It is time again for the very long 🧵on good news you might have missed. Please mute this hashtag, for a day, if you wish to remain in a doom loop.

The fight against measles is one of humanity's greatest achievements of the 21st century. Despite a brief resurgence in 2019, and a fall in vaccination rates during the pandemic, between 2000 and 2021 the annual number of measles deaths fell from 761,000 to 128,000; saving an estimated 56 million lives. An astonishing feat that deserves far more attention.

apps.who.int/iris/bitstream/ha

Singapore has eliminated rubella - the leading vaccine-preventable cause of birth defects worldwide. This follows Singapore's elimination of measles in 2018. Seven countries in the WHO's Western Pacific Region have now interrupted endemic transmission of the virus that causes rubella: Australia, Brunei Darussalam, Hong Kong SAR, Macao SAR, New Zealand, the Republic of Korea and Singapore.

who.int/westernpacific/news/it

About 160,000 new HIV infections among children under five occurred last year, a dramatic 50% decline from 320,000 infections in 2010. Since the launch of a global plan in 2011 to prevent mother-to-child transmission programmes, 1.5 million deaths and 2.9 million HIV infections have been averted worldwide among pregnant women and children.

data.unicef.org/topic/hivaids/

This year marks the 30th anniversary of Cambodia's landmine removal program. Since 1992, over a million landmines and three million explosives have been removed, and 2,531 km2 has been cleared and made safe for the construction of homes, schools, farms and roads for nine million people. Deaths have fallen from 4,320 in 1996 to less than 100 in 2021.

phnompenhpost.com/national/cam

Millions of Alzheimer’s patients have been given hope after a new drug has been shown to slow memory decline by 27% over 18 months.
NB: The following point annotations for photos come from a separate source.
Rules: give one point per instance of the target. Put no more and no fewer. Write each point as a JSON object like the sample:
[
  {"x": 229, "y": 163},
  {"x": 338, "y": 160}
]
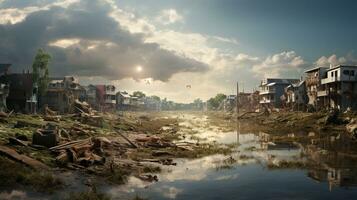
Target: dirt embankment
[{"x": 107, "y": 147}]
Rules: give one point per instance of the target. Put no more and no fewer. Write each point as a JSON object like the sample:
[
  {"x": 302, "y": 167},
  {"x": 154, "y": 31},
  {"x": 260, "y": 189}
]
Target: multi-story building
[
  {"x": 314, "y": 87},
  {"x": 296, "y": 97},
  {"x": 62, "y": 92},
  {"x": 106, "y": 97},
  {"x": 339, "y": 88},
  {"x": 271, "y": 90}
]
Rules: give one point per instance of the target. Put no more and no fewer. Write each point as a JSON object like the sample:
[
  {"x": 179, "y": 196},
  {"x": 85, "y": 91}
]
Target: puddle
[{"x": 244, "y": 174}]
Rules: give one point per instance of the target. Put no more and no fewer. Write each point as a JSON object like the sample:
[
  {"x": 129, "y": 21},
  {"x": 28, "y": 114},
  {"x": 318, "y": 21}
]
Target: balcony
[
  {"x": 110, "y": 101},
  {"x": 110, "y": 92},
  {"x": 271, "y": 91},
  {"x": 322, "y": 93},
  {"x": 266, "y": 101},
  {"x": 330, "y": 80}
]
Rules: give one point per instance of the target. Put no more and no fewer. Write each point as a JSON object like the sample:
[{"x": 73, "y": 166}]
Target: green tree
[
  {"x": 139, "y": 94},
  {"x": 156, "y": 98},
  {"x": 40, "y": 70}
]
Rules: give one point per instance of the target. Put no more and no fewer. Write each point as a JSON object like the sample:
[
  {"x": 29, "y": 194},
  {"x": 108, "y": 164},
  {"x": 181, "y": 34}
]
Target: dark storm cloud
[{"x": 104, "y": 48}]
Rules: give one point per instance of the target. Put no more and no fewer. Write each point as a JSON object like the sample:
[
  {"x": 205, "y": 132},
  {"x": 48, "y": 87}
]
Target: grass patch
[
  {"x": 13, "y": 173},
  {"x": 90, "y": 195}
]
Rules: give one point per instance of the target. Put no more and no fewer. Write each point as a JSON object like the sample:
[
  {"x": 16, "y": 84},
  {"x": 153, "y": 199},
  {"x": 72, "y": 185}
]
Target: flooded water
[
  {"x": 250, "y": 172},
  {"x": 246, "y": 173}
]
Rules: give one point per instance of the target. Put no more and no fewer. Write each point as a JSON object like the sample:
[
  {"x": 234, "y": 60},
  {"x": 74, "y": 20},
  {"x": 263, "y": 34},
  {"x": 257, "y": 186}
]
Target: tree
[
  {"x": 156, "y": 98},
  {"x": 139, "y": 94},
  {"x": 214, "y": 102},
  {"x": 40, "y": 70}
]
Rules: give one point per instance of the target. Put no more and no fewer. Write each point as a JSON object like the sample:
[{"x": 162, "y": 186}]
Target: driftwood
[
  {"x": 125, "y": 138},
  {"x": 35, "y": 164},
  {"x": 16, "y": 141},
  {"x": 71, "y": 144}
]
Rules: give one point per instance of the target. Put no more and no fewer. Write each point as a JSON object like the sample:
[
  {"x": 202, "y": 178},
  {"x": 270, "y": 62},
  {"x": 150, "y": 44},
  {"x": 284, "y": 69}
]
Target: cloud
[
  {"x": 350, "y": 59},
  {"x": 85, "y": 40},
  {"x": 169, "y": 16},
  {"x": 13, "y": 15},
  {"x": 277, "y": 64}
]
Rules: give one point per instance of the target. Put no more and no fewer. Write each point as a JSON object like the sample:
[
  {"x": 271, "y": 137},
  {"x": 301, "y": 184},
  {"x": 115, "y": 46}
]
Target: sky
[{"x": 162, "y": 46}]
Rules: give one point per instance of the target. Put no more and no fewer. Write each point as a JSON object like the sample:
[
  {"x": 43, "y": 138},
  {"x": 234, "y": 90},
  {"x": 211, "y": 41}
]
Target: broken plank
[
  {"x": 11, "y": 153},
  {"x": 130, "y": 142}
]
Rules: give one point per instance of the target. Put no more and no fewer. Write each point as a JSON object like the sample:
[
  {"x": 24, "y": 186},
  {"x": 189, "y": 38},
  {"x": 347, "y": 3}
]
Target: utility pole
[{"x": 237, "y": 99}]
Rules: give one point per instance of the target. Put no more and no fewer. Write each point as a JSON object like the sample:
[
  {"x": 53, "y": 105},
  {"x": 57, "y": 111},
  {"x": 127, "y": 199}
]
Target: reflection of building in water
[
  {"x": 334, "y": 167},
  {"x": 342, "y": 177}
]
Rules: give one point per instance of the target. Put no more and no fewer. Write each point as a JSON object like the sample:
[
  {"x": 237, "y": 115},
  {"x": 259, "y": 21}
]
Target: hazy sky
[{"x": 161, "y": 46}]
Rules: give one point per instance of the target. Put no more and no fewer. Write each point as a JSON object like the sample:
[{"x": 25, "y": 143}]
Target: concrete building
[
  {"x": 339, "y": 88},
  {"x": 122, "y": 101},
  {"x": 313, "y": 86},
  {"x": 22, "y": 93},
  {"x": 91, "y": 95},
  {"x": 61, "y": 94},
  {"x": 296, "y": 97},
  {"x": 271, "y": 89},
  {"x": 229, "y": 103},
  {"x": 106, "y": 97}
]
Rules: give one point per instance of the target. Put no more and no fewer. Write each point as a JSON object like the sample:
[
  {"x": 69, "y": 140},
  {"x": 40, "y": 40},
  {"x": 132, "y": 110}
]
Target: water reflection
[{"x": 326, "y": 176}]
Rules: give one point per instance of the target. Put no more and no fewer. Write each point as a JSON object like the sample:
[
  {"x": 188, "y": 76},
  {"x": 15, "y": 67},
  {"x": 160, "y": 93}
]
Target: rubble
[
  {"x": 35, "y": 164},
  {"x": 82, "y": 152},
  {"x": 48, "y": 136}
]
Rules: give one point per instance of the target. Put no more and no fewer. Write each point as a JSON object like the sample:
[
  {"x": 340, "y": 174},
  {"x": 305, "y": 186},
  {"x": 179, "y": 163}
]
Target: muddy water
[{"x": 246, "y": 173}]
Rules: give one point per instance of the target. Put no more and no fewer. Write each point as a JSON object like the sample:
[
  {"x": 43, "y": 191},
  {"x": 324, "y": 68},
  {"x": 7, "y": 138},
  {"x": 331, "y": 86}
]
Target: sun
[{"x": 139, "y": 68}]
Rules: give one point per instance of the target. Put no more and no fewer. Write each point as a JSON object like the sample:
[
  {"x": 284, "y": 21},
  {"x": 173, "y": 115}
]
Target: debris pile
[
  {"x": 154, "y": 141},
  {"x": 48, "y": 136},
  {"x": 87, "y": 115},
  {"x": 80, "y": 152}
]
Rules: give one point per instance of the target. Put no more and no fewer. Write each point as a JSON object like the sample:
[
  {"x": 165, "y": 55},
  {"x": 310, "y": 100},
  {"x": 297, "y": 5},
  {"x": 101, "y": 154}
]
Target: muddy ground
[
  {"x": 131, "y": 144},
  {"x": 139, "y": 144}
]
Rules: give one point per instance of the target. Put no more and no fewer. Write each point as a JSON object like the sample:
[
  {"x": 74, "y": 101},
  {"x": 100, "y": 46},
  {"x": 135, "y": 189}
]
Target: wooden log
[
  {"x": 125, "y": 138},
  {"x": 11, "y": 153}
]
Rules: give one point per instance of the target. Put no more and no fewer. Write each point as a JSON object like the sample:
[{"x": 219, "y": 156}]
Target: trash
[
  {"x": 161, "y": 153},
  {"x": 82, "y": 152},
  {"x": 148, "y": 177},
  {"x": 48, "y": 136},
  {"x": 35, "y": 164},
  {"x": 15, "y": 141}
]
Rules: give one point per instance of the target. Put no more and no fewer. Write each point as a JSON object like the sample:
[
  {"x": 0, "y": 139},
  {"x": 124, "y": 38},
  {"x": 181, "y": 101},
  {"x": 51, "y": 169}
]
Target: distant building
[
  {"x": 122, "y": 101},
  {"x": 61, "y": 94},
  {"x": 314, "y": 86},
  {"x": 339, "y": 88},
  {"x": 22, "y": 93},
  {"x": 106, "y": 97},
  {"x": 271, "y": 89},
  {"x": 229, "y": 103},
  {"x": 91, "y": 95},
  {"x": 4, "y": 69},
  {"x": 296, "y": 97},
  {"x": 152, "y": 104}
]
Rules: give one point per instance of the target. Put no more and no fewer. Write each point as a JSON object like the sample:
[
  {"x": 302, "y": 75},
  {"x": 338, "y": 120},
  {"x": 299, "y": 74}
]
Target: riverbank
[{"x": 110, "y": 148}]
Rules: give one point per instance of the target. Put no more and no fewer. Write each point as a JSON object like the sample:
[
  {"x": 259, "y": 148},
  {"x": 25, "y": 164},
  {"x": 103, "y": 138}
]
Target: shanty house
[
  {"x": 314, "y": 88},
  {"x": 339, "y": 88},
  {"x": 61, "y": 93},
  {"x": 271, "y": 89},
  {"x": 296, "y": 97},
  {"x": 106, "y": 97},
  {"x": 22, "y": 93}
]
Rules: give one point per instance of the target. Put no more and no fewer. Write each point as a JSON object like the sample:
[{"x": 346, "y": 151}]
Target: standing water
[{"x": 257, "y": 169}]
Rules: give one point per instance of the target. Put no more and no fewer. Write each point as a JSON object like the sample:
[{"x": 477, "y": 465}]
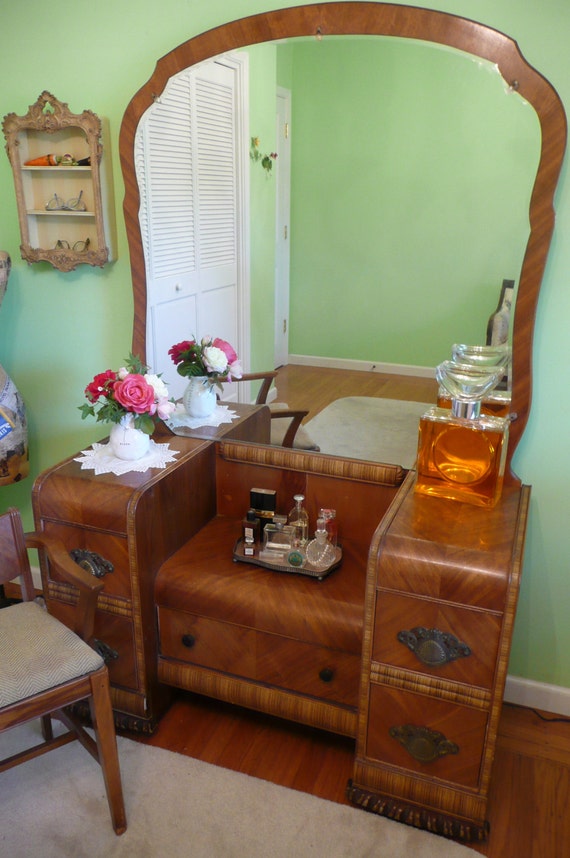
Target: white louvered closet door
[{"x": 186, "y": 166}]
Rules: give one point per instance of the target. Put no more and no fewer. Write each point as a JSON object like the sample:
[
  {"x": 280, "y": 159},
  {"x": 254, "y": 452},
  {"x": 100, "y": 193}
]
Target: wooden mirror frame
[{"x": 381, "y": 19}]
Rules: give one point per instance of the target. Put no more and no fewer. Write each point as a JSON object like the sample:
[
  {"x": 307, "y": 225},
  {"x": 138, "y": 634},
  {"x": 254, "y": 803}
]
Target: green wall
[
  {"x": 412, "y": 171},
  {"x": 57, "y": 329}
]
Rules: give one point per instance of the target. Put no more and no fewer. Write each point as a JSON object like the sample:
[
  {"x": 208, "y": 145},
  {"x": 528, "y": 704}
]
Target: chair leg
[
  {"x": 104, "y": 727},
  {"x": 47, "y": 731}
]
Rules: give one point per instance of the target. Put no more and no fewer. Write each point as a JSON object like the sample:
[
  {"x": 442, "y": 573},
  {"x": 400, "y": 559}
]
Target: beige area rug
[
  {"x": 365, "y": 427},
  {"x": 177, "y": 807}
]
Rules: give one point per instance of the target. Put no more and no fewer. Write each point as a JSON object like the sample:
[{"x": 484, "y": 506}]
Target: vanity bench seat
[{"x": 278, "y": 642}]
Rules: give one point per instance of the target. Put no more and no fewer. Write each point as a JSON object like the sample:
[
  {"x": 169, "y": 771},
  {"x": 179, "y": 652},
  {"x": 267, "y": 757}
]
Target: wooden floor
[
  {"x": 530, "y": 789},
  {"x": 529, "y": 805}
]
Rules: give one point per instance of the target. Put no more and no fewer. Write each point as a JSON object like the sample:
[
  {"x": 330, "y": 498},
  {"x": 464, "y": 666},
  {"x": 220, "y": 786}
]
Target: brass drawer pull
[
  {"x": 91, "y": 562},
  {"x": 326, "y": 674},
  {"x": 423, "y": 744},
  {"x": 432, "y": 646},
  {"x": 106, "y": 652}
]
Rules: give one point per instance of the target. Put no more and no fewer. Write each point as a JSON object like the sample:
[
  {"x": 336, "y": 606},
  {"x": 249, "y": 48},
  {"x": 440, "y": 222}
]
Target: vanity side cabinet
[
  {"x": 441, "y": 594},
  {"x": 122, "y": 528},
  {"x": 64, "y": 197}
]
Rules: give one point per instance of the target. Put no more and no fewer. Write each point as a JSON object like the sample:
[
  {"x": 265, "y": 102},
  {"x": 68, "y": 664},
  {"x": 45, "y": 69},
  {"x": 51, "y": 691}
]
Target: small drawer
[
  {"x": 320, "y": 672},
  {"x": 436, "y": 638},
  {"x": 207, "y": 643},
  {"x": 272, "y": 659},
  {"x": 111, "y": 549},
  {"x": 116, "y": 634},
  {"x": 431, "y": 737}
]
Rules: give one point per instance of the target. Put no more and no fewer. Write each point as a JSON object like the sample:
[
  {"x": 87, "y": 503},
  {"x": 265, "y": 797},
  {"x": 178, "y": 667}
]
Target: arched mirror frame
[{"x": 382, "y": 19}]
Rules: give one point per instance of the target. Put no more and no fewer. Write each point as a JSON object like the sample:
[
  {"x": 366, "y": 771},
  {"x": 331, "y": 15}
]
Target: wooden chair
[
  {"x": 286, "y": 424},
  {"x": 45, "y": 666}
]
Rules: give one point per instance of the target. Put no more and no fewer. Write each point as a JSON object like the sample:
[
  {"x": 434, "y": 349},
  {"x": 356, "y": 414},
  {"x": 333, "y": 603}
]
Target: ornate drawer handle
[
  {"x": 433, "y": 647},
  {"x": 423, "y": 744},
  {"x": 106, "y": 652},
  {"x": 91, "y": 562}
]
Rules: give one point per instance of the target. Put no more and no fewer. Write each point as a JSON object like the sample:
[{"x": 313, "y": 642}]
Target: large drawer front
[
  {"x": 271, "y": 659},
  {"x": 116, "y": 633},
  {"x": 405, "y": 727},
  {"x": 417, "y": 634},
  {"x": 108, "y": 546}
]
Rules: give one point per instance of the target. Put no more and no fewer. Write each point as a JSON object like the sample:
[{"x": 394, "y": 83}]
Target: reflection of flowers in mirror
[
  {"x": 256, "y": 155},
  {"x": 212, "y": 357},
  {"x": 130, "y": 390}
]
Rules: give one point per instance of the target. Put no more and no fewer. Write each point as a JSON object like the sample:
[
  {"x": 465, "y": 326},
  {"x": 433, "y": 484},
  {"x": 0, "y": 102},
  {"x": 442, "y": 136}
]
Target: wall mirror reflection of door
[{"x": 192, "y": 210}]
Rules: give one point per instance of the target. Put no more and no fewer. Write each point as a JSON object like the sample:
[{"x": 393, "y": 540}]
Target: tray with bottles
[{"x": 299, "y": 564}]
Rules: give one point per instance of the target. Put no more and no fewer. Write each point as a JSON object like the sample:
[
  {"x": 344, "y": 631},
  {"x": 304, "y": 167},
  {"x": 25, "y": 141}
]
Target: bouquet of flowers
[
  {"x": 210, "y": 358},
  {"x": 131, "y": 390}
]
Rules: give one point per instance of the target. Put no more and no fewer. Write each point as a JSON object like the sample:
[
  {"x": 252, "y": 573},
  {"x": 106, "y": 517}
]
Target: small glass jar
[
  {"x": 331, "y": 525},
  {"x": 320, "y": 553},
  {"x": 299, "y": 519}
]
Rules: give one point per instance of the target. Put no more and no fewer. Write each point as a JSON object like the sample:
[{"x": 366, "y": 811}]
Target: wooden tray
[{"x": 307, "y": 569}]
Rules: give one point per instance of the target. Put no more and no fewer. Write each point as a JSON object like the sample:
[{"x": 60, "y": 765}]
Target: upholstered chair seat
[{"x": 38, "y": 652}]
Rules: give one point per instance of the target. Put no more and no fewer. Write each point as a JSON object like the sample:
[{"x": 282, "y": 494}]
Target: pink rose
[
  {"x": 235, "y": 370},
  {"x": 135, "y": 394},
  {"x": 176, "y": 351},
  {"x": 100, "y": 386},
  {"x": 225, "y": 347}
]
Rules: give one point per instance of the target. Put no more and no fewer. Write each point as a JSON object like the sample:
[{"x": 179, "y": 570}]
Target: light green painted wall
[
  {"x": 57, "y": 329},
  {"x": 404, "y": 252}
]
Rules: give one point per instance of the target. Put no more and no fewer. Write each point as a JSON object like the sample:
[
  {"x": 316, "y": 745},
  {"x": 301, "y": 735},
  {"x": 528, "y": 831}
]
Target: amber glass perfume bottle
[{"x": 461, "y": 452}]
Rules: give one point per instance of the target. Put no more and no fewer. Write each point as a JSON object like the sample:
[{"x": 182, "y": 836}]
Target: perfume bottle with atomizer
[
  {"x": 496, "y": 402},
  {"x": 319, "y": 552},
  {"x": 461, "y": 452}
]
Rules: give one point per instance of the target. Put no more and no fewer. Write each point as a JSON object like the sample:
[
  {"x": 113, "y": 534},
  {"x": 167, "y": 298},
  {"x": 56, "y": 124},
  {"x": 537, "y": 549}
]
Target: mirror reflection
[{"x": 410, "y": 180}]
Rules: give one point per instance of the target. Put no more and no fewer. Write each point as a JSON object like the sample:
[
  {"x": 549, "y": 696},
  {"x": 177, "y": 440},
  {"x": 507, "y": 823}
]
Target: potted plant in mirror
[
  {"x": 206, "y": 364},
  {"x": 131, "y": 399}
]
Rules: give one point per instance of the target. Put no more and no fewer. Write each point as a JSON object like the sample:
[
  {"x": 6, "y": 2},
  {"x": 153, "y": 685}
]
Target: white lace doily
[
  {"x": 99, "y": 459},
  {"x": 181, "y": 418}
]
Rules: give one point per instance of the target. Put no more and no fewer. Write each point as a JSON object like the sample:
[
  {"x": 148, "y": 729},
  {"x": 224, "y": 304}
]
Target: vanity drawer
[
  {"x": 418, "y": 634},
  {"x": 271, "y": 659},
  {"x": 428, "y": 726},
  {"x": 109, "y": 547},
  {"x": 116, "y": 634}
]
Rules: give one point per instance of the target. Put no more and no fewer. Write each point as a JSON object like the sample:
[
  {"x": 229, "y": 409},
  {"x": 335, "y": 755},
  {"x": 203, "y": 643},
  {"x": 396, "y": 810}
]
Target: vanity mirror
[{"x": 398, "y": 23}]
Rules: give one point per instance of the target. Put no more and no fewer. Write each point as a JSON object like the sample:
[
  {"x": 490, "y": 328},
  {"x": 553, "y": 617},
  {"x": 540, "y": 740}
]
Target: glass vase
[
  {"x": 127, "y": 442},
  {"x": 199, "y": 398}
]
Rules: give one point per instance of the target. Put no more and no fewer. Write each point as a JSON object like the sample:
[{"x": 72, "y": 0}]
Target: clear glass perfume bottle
[
  {"x": 495, "y": 402},
  {"x": 320, "y": 553},
  {"x": 299, "y": 519},
  {"x": 461, "y": 452}
]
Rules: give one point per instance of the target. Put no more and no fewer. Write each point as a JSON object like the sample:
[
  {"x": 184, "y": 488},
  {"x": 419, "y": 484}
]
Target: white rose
[
  {"x": 215, "y": 359},
  {"x": 157, "y": 384}
]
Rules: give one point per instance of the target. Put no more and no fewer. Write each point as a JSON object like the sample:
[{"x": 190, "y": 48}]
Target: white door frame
[{"x": 282, "y": 226}]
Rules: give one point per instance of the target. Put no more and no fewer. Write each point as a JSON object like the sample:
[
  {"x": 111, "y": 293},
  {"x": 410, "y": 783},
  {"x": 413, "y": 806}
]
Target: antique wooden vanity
[{"x": 406, "y": 646}]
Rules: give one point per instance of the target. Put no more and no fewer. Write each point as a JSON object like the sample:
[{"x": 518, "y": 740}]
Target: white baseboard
[
  {"x": 363, "y": 366},
  {"x": 537, "y": 695}
]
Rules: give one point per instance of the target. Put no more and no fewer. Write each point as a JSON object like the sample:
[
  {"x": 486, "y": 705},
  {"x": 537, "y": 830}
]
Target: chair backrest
[
  {"x": 14, "y": 560},
  {"x": 266, "y": 379}
]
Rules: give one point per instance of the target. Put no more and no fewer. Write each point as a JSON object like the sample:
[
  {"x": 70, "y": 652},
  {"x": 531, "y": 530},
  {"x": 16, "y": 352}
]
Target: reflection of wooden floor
[{"x": 312, "y": 388}]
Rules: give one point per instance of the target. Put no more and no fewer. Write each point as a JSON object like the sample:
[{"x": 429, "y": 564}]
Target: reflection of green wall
[{"x": 390, "y": 233}]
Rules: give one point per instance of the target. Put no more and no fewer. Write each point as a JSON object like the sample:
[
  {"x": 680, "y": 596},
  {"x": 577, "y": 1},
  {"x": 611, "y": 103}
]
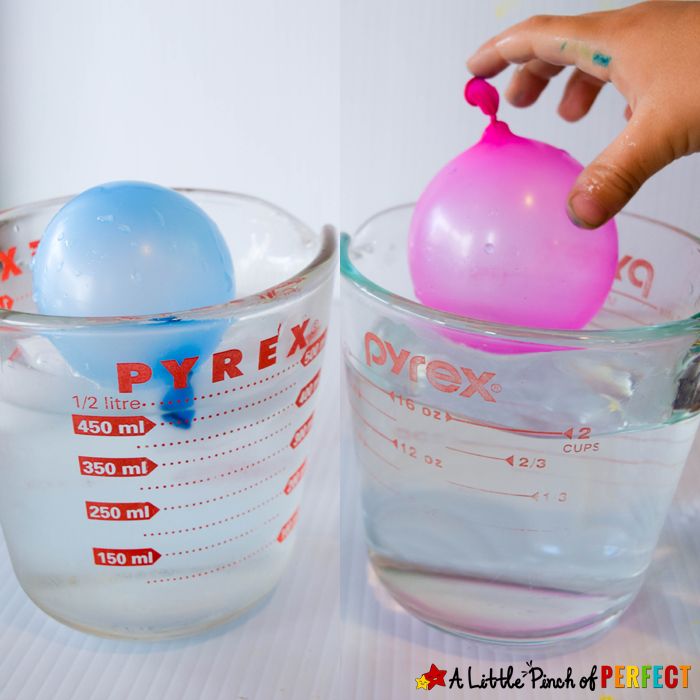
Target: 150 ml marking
[{"x": 125, "y": 557}]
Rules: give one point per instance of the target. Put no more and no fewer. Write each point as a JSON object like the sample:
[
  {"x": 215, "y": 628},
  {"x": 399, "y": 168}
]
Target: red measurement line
[
  {"x": 534, "y": 496},
  {"x": 217, "y": 435},
  {"x": 520, "y": 431},
  {"x": 214, "y": 523},
  {"x": 376, "y": 454},
  {"x": 393, "y": 441},
  {"x": 230, "y": 494},
  {"x": 243, "y": 387},
  {"x": 509, "y": 460},
  {"x": 230, "y": 410},
  {"x": 633, "y": 298},
  {"x": 198, "y": 574},
  {"x": 221, "y": 542},
  {"x": 362, "y": 397},
  {"x": 214, "y": 455},
  {"x": 221, "y": 475}
]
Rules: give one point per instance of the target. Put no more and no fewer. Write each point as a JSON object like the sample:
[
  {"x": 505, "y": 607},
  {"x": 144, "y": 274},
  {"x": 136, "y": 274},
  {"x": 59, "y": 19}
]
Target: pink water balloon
[{"x": 490, "y": 238}]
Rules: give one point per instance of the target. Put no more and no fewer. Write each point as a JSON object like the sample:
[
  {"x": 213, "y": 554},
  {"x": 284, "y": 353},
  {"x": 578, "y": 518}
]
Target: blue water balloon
[{"x": 132, "y": 249}]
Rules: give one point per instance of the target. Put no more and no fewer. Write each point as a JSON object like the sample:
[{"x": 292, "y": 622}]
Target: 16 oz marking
[{"x": 412, "y": 452}]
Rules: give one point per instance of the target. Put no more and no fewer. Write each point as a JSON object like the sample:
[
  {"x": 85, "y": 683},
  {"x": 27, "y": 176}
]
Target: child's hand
[{"x": 650, "y": 52}]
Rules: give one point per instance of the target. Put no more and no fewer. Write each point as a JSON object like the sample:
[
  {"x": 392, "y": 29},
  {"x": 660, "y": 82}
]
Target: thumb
[{"x": 611, "y": 180}]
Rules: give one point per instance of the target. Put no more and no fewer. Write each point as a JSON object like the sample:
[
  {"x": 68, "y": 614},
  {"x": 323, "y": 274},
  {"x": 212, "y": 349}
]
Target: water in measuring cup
[
  {"x": 121, "y": 520},
  {"x": 509, "y": 534}
]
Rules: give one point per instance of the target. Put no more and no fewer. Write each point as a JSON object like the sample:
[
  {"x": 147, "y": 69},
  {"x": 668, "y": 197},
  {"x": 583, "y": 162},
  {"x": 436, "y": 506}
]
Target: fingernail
[
  {"x": 586, "y": 212},
  {"x": 517, "y": 98}
]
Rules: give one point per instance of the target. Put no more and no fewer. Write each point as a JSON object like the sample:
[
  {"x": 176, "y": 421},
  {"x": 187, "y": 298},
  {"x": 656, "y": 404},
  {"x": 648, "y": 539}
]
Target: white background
[
  {"x": 252, "y": 95},
  {"x": 240, "y": 95},
  {"x": 404, "y": 116}
]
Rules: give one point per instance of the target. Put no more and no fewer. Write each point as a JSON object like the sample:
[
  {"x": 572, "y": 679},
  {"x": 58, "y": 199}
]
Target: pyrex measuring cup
[
  {"x": 139, "y": 502},
  {"x": 517, "y": 497}
]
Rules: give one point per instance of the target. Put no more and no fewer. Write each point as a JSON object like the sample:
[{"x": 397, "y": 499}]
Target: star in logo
[
  {"x": 422, "y": 683},
  {"x": 435, "y": 676}
]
It's the biggest breakthrough in a generation, marking what experts have called the 'beginning of the end' of Alzheimer’s and offering “real optimism that dementia can be beaten and one day even cured.”

bbc.com/news/health-63749586

Sierra Leone is allocating almost a quarter of its entire budget to education as part of its ongoing effort to ensure every child in the country gets free schooling. Since 2018, enrolment rates have surged from 2.0 to 3.1 million students, and there's been a highly progressive shift in completion at every level of education.

cgdev.org/blog/sierra-leone-ha

theguardian.com/global-develop

Bangladesh has the lowest rate of infant and maternal mortality in south Asia. The maternal mortality rate has fallen from 269 per 100,000 live births in 2009 to 165 per 100,000 today, and child mortality has declined by 63% since the turn of the century. It's the eighth most populated country in the world - millions of lives have been saved.

tbsnews.net/bangladesh/banglad

France has moved a step closer to becoming the first country to enshrine abortion as a constitutional right, after lawmakers approved a resolution in the lower house to guarantee access to “the right to voluntarily end a pregnancy”. Four in five people in France, from across the political spectrum, want abortion rights to be better protected under the constitution.

theguardian.com/world/2022/nov

The roads of 22 of the world's major cities have become a lot safer in the last decade. Following a combined 2010 pledge, road fatalities and serious injuries have fallen by an average of 4% a year, with a particularly noticeable decline during the pandemic.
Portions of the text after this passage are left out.